Christian Maertin bleibt dabei: Ihm gehe es um wissenschaftlich belegbare Fakten. Bayer hat jetzt eine Themenplattform ins Leben gerufen. „Hier sind die Fakten“ heißt die Webseite unbescheiden, auf der Bayer Fragen zu Glyphosat, Pflanzenschutz, Landwirtschaft und Gentechnik beantwortet. User können Fragen an Bayer richten. Dazu gibt es eine Broschüre. Bewegtbildformate sind angedacht.

Auf der Plattform sucht das Unternehmen ebenfalls die Auseinandersetzung mit Kritikern. Sieben Thesen der indischen Aktivistin und Monsanto-Gegnerin Vandana Shiva werden diskutiert und mit Quellen aus Sicht von Bayer widerlegt. Das wenig überraschende Urteil: „Vandana Shiva ignoriert schlicht den wissenschaftlichen Konsens, […]“.

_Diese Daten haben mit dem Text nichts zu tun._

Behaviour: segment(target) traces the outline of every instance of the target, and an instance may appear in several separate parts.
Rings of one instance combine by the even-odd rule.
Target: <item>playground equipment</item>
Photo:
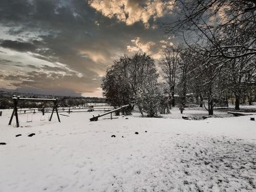
[[[13,100],[13,104],[14,104],[14,107],[13,107],[13,111],[12,112],[12,115],[11,116],[11,118],[10,119],[10,121],[9,122],[9,125],[10,125],[12,123],[12,119],[13,118],[13,116],[15,116],[15,118],[16,118],[16,127],[18,127],[19,126],[19,124],[18,122],[18,110],[17,110],[17,105],[18,105],[18,102],[19,100],[32,100],[34,102],[41,102],[42,101],[52,101],[53,102],[53,108],[52,109],[52,114],[51,114],[51,117],[49,119],[49,121],[51,121],[52,120],[52,115],[53,114],[53,113],[54,112],[54,110],[56,111],[56,113],[57,113],[57,116],[58,117],[58,120],[59,122],[60,122],[60,120],[59,119],[59,114],[58,113],[58,110],[57,108],[57,102],[58,102],[58,99],[40,99],[40,98],[25,98],[25,97],[20,97],[20,96],[17,96],[16,97],[15,95],[13,95],[13,97],[12,97],[12,99]],[[26,111],[28,110],[25,110],[24,111],[24,113],[28,114],[28,116],[27,117],[27,122],[31,122],[32,120],[32,118],[31,116],[31,118],[29,119],[28,118],[28,114],[31,113],[31,115],[33,115],[33,114],[35,114],[36,112],[35,111],[35,109],[33,110],[33,111],[32,112],[31,110],[30,110],[31,112],[26,113]],[[44,111],[44,108],[42,108],[42,115],[44,115],[45,114],[45,111]]]
[[[130,106],[129,104],[126,104],[126,105],[124,105],[124,106],[121,106],[121,108],[117,108],[117,109],[115,109],[114,110],[111,110],[108,112],[106,112],[106,113],[103,113],[103,114],[102,115],[98,115],[97,116],[96,116],[96,117],[94,117],[94,115],[93,115],[93,117],[91,118],[90,119],[90,120],[91,121],[96,121],[98,120],[98,118],[99,117],[102,117],[102,116],[103,116],[104,115],[108,115],[108,114],[111,114],[111,119],[112,119],[112,113],[113,112],[115,112],[116,111],[120,111],[123,109],[125,109],[126,108],[127,108],[127,106]]]

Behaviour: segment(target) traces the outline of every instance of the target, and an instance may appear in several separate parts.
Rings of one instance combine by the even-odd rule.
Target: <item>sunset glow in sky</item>
[[[171,10],[161,0],[1,1],[0,88],[102,97],[113,60],[145,52],[157,62],[175,41],[161,27]]]

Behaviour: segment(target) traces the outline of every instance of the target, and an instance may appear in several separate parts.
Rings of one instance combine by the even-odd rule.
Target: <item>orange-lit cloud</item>
[[[161,0],[90,0],[89,5],[97,11],[109,18],[116,17],[118,20],[131,25],[141,21],[146,27],[153,17],[155,19],[162,17],[172,8],[170,1]],[[154,27],[155,27],[154,26]]]

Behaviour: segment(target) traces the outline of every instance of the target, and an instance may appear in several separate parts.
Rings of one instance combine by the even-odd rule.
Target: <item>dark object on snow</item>
[[[189,118],[187,117],[185,117],[185,116],[182,116],[182,119],[189,119]]]
[[[243,113],[243,112],[233,112],[231,111],[228,111],[227,113],[230,113],[230,114],[233,114],[234,115],[235,117],[238,117],[238,116],[243,116],[245,115],[252,115],[253,114],[251,114],[250,113]]]
[[[63,115],[63,116],[69,117],[69,115],[63,115],[63,114],[59,114],[60,115]]]
[[[203,116],[203,117],[202,117],[202,118],[203,118],[203,119],[206,119],[207,118],[210,118],[210,117],[211,117],[211,116]]]

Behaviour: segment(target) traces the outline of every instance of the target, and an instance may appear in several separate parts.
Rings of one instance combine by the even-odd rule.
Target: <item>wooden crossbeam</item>
[[[124,106],[121,106],[121,108],[117,108],[117,109],[115,109],[113,110],[111,110],[108,112],[106,112],[106,113],[103,113],[103,114],[101,114],[101,115],[99,115],[97,116],[96,116],[96,117],[94,117],[94,116],[93,116],[93,117],[91,118],[90,119],[90,120],[91,121],[96,121],[98,120],[98,118],[99,117],[102,117],[102,116],[103,116],[104,115],[108,115],[108,114],[112,114],[112,113],[114,113],[114,112],[115,112],[116,111],[120,111],[121,110],[121,109],[124,109],[124,108],[127,108],[127,106],[129,106],[130,105],[129,104],[126,104],[126,105],[124,105]],[[112,116],[112,115],[111,115]]]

Mit dem Presseecho rund um die Übernahme scheint man bei Bayer ganz zufrieden zu sein. Medienanalysen würden regelmäßig zeigen, dass die Berichterstattung zur geplanten Übernahme von Monsanto in Deutschland mittlerweile deutlich ausgewogener sei, so Maertin. In der sehr emotional geführten Glyphosat-Diskussion sei festzustellen, dass zunehmend mehr Medien sachlich und faktenbasiert berichteten. Auffallend war tatsächlich, dass während der Glyphosat-Diskussion zahlreiche Leitmedien Pro- und Contra-Argumente gleichberechtigt aufführten.

Kritische Berichte blieben in der Vergangenheit trotzdem nicht aus. Beispielsweise attackierte „Der Spiegel“ im Oktober 2017 in einem Artikel mit der Überschrift „Drecksforschung“ (paid) Monsanto hart. Das Unternehmen säe Zweifel und manipuliere die Forschung, heißt es dort.

Bisher war Monsanto die Zielscheibe. Das war gestern. Jetzt träfe es Bayer.